Albert Maysles--the filmmaker who, with his late brother David, became a legend of cinéma vérité documentaries--has died. The Maysles Center has reportedly confirmed that the 88-year-old passed away of natural causes on Thursday.
The Maysles brothers were pioneers in what's often dubbed "fly-on-the-wall" directing--but the two preferred neither that term nor the word "director." Explaining his technique, Albert said, "as a documentarian you are an observer, an author but not a director, a discoverer, not a controller." He added that simply being a "fly-on-the-wall" would be "mindless."

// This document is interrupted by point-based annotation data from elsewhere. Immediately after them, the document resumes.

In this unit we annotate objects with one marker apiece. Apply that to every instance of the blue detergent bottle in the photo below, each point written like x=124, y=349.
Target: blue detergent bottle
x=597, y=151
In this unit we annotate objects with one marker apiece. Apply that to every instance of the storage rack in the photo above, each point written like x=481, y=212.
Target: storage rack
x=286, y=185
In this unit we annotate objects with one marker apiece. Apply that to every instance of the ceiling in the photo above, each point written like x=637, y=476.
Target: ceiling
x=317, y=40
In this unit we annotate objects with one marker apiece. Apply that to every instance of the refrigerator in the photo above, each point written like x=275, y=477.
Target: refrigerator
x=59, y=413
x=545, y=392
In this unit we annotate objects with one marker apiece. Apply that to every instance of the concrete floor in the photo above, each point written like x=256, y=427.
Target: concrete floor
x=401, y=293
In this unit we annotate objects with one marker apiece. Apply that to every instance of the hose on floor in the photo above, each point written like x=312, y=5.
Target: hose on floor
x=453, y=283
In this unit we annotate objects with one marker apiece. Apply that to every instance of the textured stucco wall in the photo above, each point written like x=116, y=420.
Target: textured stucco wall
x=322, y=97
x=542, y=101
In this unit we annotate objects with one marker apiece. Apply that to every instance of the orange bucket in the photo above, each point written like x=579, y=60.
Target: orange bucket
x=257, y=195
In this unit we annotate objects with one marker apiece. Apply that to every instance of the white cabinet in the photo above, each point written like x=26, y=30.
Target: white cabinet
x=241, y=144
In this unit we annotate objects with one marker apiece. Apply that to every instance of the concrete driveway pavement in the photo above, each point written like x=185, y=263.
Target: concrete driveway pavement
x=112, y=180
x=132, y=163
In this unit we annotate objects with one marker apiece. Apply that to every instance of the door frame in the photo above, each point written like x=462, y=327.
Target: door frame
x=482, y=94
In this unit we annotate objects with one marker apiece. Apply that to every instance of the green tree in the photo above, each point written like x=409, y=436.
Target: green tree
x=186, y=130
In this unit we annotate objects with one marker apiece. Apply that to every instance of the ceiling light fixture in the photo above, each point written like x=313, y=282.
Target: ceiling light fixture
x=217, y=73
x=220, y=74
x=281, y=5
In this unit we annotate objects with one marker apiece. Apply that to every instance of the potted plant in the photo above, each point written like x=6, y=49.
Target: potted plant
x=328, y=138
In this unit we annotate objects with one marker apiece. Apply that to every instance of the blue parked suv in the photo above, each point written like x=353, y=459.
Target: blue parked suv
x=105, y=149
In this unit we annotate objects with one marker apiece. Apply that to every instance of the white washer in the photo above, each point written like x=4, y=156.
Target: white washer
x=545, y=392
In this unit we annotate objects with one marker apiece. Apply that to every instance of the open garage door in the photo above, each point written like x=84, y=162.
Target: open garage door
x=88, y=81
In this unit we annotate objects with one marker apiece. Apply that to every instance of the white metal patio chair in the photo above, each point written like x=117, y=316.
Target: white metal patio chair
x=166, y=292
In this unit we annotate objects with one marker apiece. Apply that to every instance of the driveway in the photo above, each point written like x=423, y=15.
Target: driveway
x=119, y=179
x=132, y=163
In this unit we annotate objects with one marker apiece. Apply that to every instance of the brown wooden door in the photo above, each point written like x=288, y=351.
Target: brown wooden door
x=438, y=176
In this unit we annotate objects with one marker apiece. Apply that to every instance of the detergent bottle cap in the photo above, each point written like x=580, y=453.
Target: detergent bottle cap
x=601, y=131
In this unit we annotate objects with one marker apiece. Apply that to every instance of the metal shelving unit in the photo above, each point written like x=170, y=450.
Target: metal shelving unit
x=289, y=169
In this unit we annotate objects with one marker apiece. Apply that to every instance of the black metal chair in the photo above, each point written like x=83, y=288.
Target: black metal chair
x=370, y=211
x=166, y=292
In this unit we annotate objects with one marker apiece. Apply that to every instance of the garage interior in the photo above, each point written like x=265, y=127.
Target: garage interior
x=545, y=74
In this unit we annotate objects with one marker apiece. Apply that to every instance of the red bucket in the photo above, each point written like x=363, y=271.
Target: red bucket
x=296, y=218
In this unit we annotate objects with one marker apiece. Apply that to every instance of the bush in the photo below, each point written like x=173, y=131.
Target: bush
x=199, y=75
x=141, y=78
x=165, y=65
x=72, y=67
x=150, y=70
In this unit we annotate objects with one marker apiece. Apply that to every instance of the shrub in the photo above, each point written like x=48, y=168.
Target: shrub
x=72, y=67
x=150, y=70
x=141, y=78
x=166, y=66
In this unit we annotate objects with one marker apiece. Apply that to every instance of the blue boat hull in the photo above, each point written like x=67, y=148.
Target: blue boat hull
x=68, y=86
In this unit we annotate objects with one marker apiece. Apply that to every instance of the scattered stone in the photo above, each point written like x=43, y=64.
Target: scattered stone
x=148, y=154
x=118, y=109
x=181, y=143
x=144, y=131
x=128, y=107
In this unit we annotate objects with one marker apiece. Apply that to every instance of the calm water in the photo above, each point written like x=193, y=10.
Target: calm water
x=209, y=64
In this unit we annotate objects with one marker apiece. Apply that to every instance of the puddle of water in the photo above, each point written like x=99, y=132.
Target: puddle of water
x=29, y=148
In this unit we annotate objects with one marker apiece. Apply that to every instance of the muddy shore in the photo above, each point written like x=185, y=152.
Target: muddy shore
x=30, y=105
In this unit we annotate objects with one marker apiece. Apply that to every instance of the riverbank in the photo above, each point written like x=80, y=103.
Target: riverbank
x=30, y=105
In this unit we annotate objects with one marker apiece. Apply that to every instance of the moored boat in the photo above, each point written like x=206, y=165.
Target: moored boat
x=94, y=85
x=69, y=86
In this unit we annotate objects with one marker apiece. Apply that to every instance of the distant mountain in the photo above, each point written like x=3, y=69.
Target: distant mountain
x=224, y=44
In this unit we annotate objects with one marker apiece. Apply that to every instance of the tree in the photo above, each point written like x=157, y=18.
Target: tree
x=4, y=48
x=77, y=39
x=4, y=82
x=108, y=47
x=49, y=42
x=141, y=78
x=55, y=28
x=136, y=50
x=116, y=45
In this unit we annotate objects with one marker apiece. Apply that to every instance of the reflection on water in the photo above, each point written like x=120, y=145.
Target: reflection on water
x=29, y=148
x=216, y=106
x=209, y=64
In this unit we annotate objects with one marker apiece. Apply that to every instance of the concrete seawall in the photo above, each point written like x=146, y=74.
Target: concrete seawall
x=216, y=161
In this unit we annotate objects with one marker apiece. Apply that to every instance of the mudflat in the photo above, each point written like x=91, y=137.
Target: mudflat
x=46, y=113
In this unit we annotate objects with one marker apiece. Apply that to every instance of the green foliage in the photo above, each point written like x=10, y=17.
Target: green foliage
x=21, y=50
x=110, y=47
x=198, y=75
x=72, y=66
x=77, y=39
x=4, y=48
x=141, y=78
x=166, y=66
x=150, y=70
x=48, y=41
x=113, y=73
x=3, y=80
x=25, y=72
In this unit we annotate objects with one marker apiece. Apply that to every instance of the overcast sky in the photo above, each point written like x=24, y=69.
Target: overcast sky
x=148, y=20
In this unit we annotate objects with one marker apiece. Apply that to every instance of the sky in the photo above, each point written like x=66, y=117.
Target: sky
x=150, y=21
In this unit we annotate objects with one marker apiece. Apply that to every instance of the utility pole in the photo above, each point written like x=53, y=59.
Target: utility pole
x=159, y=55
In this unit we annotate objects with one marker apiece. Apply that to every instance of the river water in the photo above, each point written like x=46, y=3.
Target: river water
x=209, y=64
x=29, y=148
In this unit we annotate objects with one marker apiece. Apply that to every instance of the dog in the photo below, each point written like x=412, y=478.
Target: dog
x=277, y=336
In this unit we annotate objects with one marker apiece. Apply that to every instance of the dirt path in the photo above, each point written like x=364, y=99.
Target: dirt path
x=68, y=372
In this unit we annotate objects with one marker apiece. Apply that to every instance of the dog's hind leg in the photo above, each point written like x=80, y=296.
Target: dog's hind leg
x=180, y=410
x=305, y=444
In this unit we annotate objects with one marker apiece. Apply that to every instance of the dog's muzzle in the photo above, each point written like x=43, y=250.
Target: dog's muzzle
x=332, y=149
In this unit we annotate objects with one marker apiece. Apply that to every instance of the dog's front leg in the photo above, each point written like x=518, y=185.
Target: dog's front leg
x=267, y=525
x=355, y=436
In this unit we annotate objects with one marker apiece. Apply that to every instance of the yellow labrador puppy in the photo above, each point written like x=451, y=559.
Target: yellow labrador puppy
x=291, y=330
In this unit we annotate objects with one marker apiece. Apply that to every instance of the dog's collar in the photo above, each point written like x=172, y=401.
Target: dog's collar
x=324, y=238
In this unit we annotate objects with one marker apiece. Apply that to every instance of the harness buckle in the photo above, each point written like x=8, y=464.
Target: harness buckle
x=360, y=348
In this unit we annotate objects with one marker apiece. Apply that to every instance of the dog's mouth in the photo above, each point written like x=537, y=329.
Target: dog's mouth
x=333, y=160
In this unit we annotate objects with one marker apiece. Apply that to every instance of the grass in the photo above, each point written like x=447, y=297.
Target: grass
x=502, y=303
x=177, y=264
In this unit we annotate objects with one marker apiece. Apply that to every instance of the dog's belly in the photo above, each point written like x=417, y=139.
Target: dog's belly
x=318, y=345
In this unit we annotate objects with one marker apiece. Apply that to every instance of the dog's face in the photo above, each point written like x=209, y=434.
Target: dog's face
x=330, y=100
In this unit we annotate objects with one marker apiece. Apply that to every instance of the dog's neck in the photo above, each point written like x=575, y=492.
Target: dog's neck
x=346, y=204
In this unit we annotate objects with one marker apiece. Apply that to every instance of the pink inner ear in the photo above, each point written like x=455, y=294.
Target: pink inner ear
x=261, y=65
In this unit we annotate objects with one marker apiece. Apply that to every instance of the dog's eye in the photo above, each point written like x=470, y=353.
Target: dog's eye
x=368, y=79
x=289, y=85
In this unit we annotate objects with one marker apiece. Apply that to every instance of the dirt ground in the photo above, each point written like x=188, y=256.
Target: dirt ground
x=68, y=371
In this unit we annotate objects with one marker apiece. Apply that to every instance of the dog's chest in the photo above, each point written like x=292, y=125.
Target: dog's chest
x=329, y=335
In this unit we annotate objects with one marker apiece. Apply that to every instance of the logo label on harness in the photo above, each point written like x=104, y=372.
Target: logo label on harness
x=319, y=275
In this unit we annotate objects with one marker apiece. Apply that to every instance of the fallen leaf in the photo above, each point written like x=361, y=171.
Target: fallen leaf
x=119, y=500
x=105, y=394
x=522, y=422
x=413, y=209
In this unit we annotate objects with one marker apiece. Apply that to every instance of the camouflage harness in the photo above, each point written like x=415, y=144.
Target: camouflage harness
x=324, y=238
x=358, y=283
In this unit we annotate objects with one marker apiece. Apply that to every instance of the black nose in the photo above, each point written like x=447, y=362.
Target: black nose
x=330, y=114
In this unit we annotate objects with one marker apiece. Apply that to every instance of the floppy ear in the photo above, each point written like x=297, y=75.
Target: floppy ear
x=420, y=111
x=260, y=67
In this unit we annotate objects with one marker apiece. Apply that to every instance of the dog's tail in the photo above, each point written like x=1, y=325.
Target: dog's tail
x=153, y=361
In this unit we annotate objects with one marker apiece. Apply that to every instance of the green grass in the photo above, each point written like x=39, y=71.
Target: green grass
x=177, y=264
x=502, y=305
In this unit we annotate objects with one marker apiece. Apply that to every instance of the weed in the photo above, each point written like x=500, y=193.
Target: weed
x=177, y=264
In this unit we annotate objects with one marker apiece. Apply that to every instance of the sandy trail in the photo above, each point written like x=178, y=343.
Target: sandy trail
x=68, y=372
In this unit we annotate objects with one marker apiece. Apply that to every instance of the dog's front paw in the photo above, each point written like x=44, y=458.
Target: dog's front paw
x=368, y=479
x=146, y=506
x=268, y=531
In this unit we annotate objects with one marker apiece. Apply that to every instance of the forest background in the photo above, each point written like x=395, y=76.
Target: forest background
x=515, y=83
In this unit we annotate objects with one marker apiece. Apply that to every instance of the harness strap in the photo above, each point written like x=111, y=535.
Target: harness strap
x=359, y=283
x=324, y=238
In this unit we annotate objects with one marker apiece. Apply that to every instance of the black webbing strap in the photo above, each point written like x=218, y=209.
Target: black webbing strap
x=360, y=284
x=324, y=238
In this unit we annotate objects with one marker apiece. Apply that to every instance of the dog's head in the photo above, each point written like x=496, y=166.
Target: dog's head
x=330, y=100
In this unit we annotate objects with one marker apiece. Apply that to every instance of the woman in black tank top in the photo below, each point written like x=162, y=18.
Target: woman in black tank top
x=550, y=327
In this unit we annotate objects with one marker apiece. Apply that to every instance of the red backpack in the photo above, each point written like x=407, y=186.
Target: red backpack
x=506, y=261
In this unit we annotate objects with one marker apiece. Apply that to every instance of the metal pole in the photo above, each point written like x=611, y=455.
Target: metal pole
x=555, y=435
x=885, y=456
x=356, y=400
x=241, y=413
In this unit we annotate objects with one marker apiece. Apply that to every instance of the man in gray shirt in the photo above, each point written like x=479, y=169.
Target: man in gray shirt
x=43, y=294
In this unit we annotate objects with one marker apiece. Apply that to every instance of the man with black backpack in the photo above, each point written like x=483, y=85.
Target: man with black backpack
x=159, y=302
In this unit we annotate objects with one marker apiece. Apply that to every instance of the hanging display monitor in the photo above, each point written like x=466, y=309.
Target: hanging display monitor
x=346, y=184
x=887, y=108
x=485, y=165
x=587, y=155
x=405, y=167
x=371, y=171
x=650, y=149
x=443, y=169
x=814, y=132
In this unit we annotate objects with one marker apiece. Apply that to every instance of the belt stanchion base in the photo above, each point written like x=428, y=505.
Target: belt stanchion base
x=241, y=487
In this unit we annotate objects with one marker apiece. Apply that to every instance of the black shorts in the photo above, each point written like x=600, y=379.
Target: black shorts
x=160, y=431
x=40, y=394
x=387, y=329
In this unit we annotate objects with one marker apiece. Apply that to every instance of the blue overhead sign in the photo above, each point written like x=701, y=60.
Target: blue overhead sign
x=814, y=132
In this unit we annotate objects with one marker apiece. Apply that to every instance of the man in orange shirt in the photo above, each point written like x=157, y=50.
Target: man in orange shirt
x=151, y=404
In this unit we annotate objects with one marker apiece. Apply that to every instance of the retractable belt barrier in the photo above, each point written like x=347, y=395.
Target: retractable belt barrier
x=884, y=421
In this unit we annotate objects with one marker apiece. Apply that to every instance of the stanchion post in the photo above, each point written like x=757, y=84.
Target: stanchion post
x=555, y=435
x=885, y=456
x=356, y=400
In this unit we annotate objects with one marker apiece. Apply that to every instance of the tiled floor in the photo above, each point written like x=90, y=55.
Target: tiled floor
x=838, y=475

"As a documentarian I happily place my fate and faith in reality," Maysles said, speaking of the purpose of his craft. "It is my caretaker, the provider of subjects, themes, experiences--all endowed with the power of truth and the romance of discovery. And the closer I adhere to reality the more honest and authentic my tales. After all, knowledge of the real world is exactly what we need to better understand and therefore possibly to love one another. It's my way of making the world a better place."
With that mindset, Maysles and his brother created such iconic, influential films as Gimme Shelter, Salesman, Grey Gardens, and When We Were Kings. His final film, In Transit, a collaborative documentary about passengers aboard Amtrak's busiest long-distance train route in America, will be in competition at this year's Tribeca Film Festival.
May he forever unobtrusively watch over us from the great beyond.